Obama makes progress on promises

Obama makes progress on promises

By Brittany Nielsen & Savannah McDade Posted March 3, 2010

Americans are accustomed to politicians making promises, but in the 2008 presidential campaign, Barack Obama made over 500 of them. Since the average person doesn’t have the time to keep track of such pledges, PolitiFact has kept track of, and followed the numerous promises. Listed below are just a few of the many promises as well as the status of each promise.

Promise: Urge states to treat same-sex couples with full equality in their family and adoption laws.

As a presidential candidate, Obama had said he “will use the bully pulpit to urge states to treat same-sex couples with full equality in their family and adoption laws.” So far he has not done that. During the months of April to December, Vermont, Iowa, Maine, New Hampshire and Washington, D.C., legalized same-sex marriage; Colorado, Washington, Nevada and Wisconsin legalized domestic partnerships. California, New York, and Maine’s voters or courts rejected same-sex marriage.

Promise: Close the Guantanamo Bay Detention Center.

On the campaign trail, he promised that he would close Guantanamo Bay in his first year. Guantanamo Bay is a detention center that holds terrorists that have been apprehended by the military. In May of 2005 and according to pbs.org there were 300 pages of declassified FBI reports that came to the public’s attention regarding the torture occurring in Guantanamo Bay. President Obama signed an executive order on January 22, 2009, to close Guantanamo Bay. However, Congress needs to decide what to do with the detainees and fund any new facility.

“I think it has been long enough that we need to do something rather than storing them in some base in the Caribbean,” said Mr. Doc Welter when asked his opinion on Guantanamo Bay.

Promise: Repeal “Don’t Ask, Don’t Tell”

The “Don’t ask, Don’t tell” is a policy that has governed the service of gay and lesbians in the military since 1993. This policy prohibits gays and lesbians from openly serving in the military, it was proposed 17 years ago by former president, Bill Clinton. “I believe the Don’t Ask Don’t Tell policy was an easy way out for the Clinton administration that didn’t really want to tackle the issue head-on. It never solved anything,” said Mr. Jeff Setzer.

In his State of the Union speech on January 27, 2010, Obama said, “This year, I will work in Congress and our military to finally repeal the law that denies gay Americans the right to serve the country they love because of who they are.” According to politifact.com, this promise is in the works.
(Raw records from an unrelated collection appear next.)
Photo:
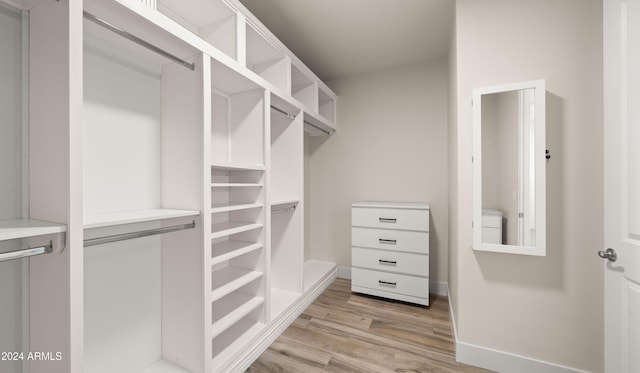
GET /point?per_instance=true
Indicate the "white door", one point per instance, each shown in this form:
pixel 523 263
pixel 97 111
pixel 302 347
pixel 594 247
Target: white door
pixel 622 185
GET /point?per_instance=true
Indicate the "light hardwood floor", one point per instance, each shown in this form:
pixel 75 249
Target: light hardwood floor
pixel 345 332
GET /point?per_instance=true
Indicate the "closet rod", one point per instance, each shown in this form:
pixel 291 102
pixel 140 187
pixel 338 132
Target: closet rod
pixel 285 209
pixel 137 40
pixel 305 121
pixel 23 253
pixel 132 235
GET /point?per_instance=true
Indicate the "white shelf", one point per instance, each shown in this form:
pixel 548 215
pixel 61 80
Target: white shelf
pixel 163 366
pixel 232 346
pixel 235 307
pixel 229 279
pixel 226 207
pixel 24 228
pixel 284 203
pixel 131 217
pixel 236 185
pixel 230 249
pixel 232 227
pixel 238 167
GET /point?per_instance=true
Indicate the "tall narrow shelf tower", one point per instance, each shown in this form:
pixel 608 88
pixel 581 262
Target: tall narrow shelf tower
pixel 161 170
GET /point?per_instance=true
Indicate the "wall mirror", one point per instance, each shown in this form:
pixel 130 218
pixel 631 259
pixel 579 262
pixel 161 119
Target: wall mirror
pixel 509 161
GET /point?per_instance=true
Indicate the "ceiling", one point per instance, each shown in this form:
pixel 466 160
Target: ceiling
pixel 340 38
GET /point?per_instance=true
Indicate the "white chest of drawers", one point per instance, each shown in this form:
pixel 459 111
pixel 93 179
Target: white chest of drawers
pixel 390 250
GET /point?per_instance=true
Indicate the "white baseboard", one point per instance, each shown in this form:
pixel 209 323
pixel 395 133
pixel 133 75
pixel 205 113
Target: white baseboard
pixel 435 287
pixel 344 272
pixel 500 361
pixel 275 328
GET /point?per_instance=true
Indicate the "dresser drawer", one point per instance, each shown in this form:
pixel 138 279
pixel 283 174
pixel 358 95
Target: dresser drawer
pixel 390 218
pixel 387 239
pixel 390 282
pixel 385 260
Six days after his State of the Union speech, the top Pentagon officials gave some details to the Senate Armed Forces Committee on how Obama’s pledge will work.

Chairman of the Joint Chief of Staff, Mike Mullen, the nation’s top-ranked uniformed officer said, “It is my personal belief that allowing gays and lesbians to serve openly would be the right thing to do. No matter how I look at this issue, I cannot escape being troubled by the fact that we have in place a policy which forces young men and women to lie about who they are in order to defend their fellow citizens.”
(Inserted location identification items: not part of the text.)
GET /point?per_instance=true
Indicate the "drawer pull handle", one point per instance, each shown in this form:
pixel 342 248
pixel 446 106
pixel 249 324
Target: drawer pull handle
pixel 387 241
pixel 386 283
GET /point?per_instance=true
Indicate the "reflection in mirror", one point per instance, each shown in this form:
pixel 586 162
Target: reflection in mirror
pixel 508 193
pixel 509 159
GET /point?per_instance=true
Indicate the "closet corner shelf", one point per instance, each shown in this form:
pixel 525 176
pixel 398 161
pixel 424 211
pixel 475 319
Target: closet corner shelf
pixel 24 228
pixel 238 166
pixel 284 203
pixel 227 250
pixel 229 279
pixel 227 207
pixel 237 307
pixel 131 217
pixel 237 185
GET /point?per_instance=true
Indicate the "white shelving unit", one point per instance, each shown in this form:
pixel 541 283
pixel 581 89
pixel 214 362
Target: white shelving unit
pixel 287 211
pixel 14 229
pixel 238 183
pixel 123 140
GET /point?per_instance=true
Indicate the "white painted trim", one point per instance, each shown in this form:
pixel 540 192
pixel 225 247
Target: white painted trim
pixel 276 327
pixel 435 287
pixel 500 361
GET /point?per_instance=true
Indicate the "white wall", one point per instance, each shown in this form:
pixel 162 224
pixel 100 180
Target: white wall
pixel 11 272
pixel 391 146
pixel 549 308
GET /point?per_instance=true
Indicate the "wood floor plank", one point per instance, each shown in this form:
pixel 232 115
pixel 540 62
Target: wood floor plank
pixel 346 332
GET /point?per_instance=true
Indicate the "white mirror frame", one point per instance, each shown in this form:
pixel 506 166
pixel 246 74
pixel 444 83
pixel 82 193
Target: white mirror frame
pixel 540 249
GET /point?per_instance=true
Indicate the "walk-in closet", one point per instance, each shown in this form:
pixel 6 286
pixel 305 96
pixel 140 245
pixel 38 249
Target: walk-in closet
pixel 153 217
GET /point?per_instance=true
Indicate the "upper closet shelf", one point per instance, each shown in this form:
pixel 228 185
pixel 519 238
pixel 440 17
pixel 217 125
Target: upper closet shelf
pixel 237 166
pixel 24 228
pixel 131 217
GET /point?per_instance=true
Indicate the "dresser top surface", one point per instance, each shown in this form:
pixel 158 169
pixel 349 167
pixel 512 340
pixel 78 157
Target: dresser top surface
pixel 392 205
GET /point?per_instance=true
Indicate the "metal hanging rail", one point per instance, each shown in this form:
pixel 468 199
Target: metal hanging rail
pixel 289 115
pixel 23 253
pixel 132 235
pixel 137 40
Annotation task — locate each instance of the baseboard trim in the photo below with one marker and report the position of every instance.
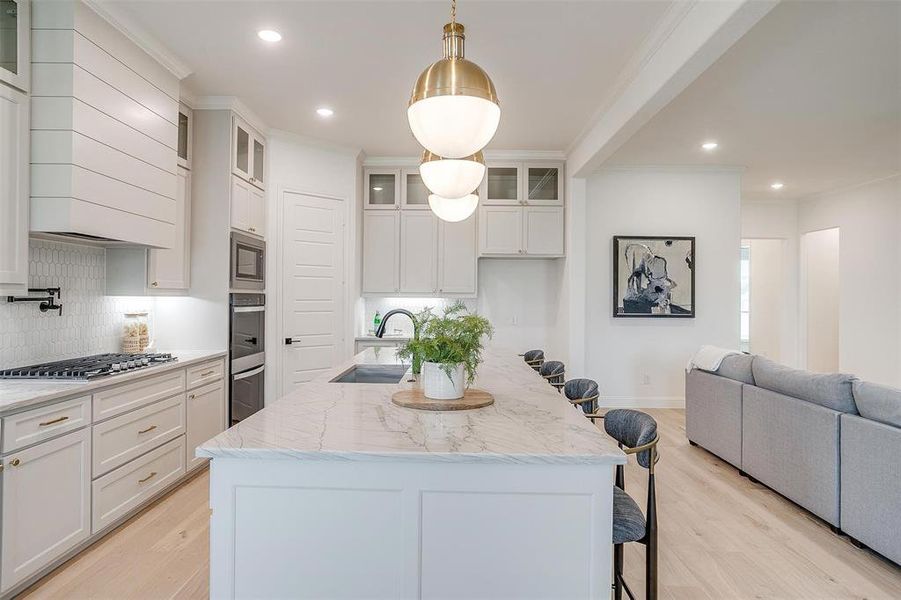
(642, 401)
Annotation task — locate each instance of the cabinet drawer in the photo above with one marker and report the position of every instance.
(129, 486)
(128, 436)
(43, 423)
(118, 400)
(205, 373)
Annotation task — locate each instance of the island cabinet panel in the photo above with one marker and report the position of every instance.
(46, 504)
(446, 528)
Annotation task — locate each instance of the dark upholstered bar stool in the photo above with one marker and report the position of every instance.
(534, 358)
(636, 433)
(582, 393)
(554, 372)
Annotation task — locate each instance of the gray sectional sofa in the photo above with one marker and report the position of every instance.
(829, 442)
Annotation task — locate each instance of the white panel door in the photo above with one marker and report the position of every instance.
(170, 269)
(543, 230)
(313, 287)
(46, 504)
(205, 409)
(458, 257)
(500, 230)
(418, 252)
(381, 250)
(14, 184)
(240, 217)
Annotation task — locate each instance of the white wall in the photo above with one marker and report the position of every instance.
(869, 265)
(302, 165)
(622, 353)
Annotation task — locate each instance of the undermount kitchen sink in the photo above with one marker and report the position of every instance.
(372, 374)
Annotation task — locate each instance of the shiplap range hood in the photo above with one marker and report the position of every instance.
(104, 132)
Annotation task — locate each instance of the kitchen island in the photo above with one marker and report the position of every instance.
(333, 491)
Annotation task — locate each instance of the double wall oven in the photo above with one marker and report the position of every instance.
(247, 326)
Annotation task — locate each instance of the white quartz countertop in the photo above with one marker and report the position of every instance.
(528, 423)
(16, 394)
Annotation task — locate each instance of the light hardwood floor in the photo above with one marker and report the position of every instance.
(721, 536)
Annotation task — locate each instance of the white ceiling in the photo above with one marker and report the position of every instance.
(811, 96)
(553, 63)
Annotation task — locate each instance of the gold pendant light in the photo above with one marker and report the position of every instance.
(453, 110)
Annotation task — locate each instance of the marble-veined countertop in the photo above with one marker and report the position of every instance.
(528, 423)
(16, 394)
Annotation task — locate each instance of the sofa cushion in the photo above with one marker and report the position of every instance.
(832, 390)
(737, 367)
(878, 402)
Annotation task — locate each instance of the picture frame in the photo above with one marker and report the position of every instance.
(654, 276)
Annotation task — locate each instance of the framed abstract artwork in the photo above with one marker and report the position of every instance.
(653, 276)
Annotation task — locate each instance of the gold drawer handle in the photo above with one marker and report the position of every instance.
(59, 420)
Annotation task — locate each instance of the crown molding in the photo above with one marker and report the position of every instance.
(137, 34)
(314, 142)
(490, 155)
(233, 104)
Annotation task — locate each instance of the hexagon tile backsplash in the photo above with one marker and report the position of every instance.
(91, 322)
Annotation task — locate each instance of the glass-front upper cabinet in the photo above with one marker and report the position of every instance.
(249, 153)
(15, 43)
(502, 184)
(381, 189)
(543, 183)
(415, 194)
(185, 135)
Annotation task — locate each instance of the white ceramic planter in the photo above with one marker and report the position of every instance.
(438, 386)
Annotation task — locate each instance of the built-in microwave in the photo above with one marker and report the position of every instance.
(248, 263)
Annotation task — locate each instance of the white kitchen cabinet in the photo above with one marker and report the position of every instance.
(248, 207)
(500, 230)
(381, 248)
(542, 183)
(414, 193)
(46, 504)
(170, 269)
(185, 135)
(14, 190)
(521, 231)
(381, 189)
(458, 257)
(525, 183)
(502, 184)
(205, 418)
(248, 153)
(543, 231)
(418, 252)
(15, 43)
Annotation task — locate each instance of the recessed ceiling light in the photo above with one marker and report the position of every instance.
(269, 35)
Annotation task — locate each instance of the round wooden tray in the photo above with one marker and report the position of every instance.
(414, 398)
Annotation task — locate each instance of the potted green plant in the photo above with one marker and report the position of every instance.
(449, 348)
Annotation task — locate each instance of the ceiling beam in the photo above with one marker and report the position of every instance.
(692, 36)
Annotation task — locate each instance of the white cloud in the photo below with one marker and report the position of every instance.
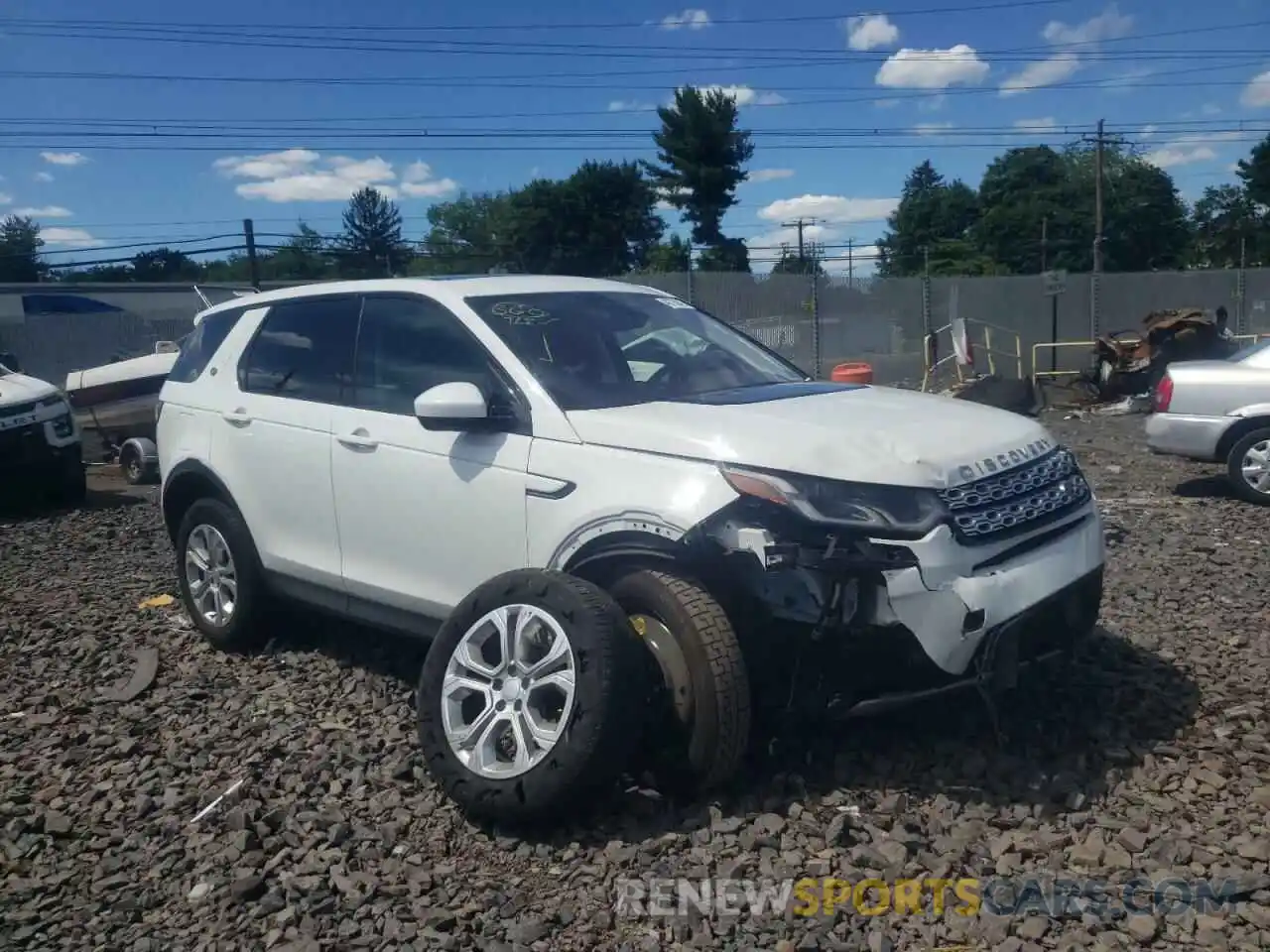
(1071, 41)
(689, 19)
(770, 175)
(1044, 123)
(418, 181)
(305, 176)
(1106, 26)
(871, 32)
(629, 105)
(744, 95)
(1180, 153)
(64, 158)
(1256, 94)
(1044, 72)
(49, 211)
(76, 238)
(933, 68)
(833, 209)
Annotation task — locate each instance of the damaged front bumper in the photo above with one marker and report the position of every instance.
(956, 595)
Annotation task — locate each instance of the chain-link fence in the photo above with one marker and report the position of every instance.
(817, 322)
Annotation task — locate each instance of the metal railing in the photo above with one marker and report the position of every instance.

Promise: Encourage water-conservation efforts in the West

In an effort to combat the issue of drought in the Western United States, Obama promised that he would “support federal policies to encourage voluntary water banks and other market-based conservation measures”. To do this, $175 million was included in the stimulus bill specifically for water conservation which includes water reclamation and grants to improve water efficiency and conservation. Water shortage is presently a major issue in Nevada; according to msnbc.msn.com, currently, a 10-year drought along the Colorado River may potentially affect roughly 30 million people because the Colorado River supplies much of Nevada, Arizona, and Southern California with drinking and irrigation water. A recent study found that there is a one-in-two chance that the water reservoirs of the Colorado River will dry up by 2050 if water management practices remain unchanged. However, Obama did invest in water conservation through the stimulus bill, so this promise is considered kept.